Unless you buy something like this [http://www.amazon.com/ASRock-
Motherboard-H81-PRO-BTC/dp/B00H...](http://www.amazon.com/ASRock-
Motherboard-H81-PRO-
BTC/dp/B00HEUIS2G?ie=UTF8&keywords=asrock%20bitcoin%20motherboard&qid=1465300259&ref_=sr_1_1&sr=8-1)
which which is i think the only non-server motherboard which is commonly
available you aren't getting more than 4-4 PCIe slots, and even to get 4
(PCIe16) you need to spend about 200$ on a motherboard these days and the H81
chipset mobo's don't want to work with modern nVIDIA cards (or the other way
around) with all but the main PCIe16 slot.

Pretty much to get more than 2 PCIx16 slots these days you have to buy a good
gaming Z170/Z97/X99 motherboard, that ain't cheap, nor are the CPU's that go
into them.
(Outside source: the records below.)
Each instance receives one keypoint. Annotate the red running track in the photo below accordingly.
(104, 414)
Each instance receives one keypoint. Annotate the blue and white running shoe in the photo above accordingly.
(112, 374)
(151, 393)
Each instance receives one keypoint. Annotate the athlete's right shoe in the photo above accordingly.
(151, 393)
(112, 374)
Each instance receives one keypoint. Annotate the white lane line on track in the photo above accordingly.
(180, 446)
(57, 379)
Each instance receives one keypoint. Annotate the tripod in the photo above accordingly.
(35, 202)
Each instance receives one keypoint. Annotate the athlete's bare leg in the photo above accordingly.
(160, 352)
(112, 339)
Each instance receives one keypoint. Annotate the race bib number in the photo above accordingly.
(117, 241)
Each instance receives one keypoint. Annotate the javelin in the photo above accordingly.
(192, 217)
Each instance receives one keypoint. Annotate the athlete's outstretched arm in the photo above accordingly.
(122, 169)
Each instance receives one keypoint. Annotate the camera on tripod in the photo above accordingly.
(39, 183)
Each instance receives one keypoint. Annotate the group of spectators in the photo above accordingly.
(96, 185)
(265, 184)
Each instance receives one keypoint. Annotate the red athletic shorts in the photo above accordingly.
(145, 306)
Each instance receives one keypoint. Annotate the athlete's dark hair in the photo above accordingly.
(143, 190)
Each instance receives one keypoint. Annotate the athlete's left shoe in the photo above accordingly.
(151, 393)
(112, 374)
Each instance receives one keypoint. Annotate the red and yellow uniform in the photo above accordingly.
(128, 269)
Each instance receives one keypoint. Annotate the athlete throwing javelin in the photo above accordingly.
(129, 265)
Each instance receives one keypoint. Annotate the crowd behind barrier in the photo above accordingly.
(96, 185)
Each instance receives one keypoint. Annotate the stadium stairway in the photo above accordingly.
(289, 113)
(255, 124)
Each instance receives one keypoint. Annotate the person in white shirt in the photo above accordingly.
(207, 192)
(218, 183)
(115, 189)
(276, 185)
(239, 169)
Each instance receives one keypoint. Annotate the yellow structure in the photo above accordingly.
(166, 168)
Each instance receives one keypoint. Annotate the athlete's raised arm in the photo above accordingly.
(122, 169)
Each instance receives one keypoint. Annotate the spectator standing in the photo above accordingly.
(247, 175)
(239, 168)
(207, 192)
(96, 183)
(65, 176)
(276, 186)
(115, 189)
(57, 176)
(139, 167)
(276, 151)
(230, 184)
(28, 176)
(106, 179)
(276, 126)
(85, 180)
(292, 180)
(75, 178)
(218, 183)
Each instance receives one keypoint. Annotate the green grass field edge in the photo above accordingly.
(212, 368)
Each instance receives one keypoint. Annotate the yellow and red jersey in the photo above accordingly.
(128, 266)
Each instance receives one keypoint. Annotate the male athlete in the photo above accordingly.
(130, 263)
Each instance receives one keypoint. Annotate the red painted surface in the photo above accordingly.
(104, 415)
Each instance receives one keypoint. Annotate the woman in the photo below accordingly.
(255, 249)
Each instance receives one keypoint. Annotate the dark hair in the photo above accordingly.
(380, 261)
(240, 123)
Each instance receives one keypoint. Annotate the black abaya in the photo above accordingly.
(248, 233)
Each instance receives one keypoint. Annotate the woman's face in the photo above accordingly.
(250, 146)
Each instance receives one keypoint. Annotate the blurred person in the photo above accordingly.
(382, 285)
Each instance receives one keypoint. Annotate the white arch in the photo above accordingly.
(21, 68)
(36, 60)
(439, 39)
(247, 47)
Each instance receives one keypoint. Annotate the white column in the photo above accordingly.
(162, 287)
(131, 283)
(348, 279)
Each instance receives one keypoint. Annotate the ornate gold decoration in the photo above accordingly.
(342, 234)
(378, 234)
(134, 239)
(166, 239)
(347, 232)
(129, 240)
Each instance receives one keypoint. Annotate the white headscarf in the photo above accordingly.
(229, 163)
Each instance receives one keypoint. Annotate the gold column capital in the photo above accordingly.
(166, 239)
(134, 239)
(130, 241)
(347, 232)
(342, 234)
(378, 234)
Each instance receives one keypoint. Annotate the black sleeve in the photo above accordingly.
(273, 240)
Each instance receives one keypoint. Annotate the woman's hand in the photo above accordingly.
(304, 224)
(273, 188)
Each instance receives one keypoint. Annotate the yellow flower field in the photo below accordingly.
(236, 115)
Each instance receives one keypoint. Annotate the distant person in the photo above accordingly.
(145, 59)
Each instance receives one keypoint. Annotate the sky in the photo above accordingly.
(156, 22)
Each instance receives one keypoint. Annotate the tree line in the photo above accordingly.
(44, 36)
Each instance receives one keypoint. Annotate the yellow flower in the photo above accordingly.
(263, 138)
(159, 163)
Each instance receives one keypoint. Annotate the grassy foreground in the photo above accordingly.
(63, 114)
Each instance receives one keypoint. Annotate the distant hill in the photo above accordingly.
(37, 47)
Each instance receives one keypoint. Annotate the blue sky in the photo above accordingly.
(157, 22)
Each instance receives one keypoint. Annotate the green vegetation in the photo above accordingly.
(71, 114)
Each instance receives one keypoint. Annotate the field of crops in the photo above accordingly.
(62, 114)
While the AMD CPU's might be a bit cheaper again the motherboards
won't be.

P.S. my personal password cracking setup at home is 4 5970's you could get
them for about 100$ even a couple of years ago (today they are much cheaper 2
for 130 or b/o: [http://goo.gl/yplISa](http://goo.gl/yplISa)) and for most
hashes they go 40-50% of the perofmrnace of a Titan X (I do have 2 Titan X's
in my personal gaming rig which i can use in a pinch). I got them setup on an
ASROCK motherboard (h61 iirc) that was designed for bitcoin mining so it comes
with 8 PCIE slots and powered converter ribbons connect the cards do it all of
this sits in a al cheapo rackmount case of a 20 year old compaq server.

But if you are looking for more scalable compute instance AWS CUDA instances
are probably a better solution and I've been using them more and more lately.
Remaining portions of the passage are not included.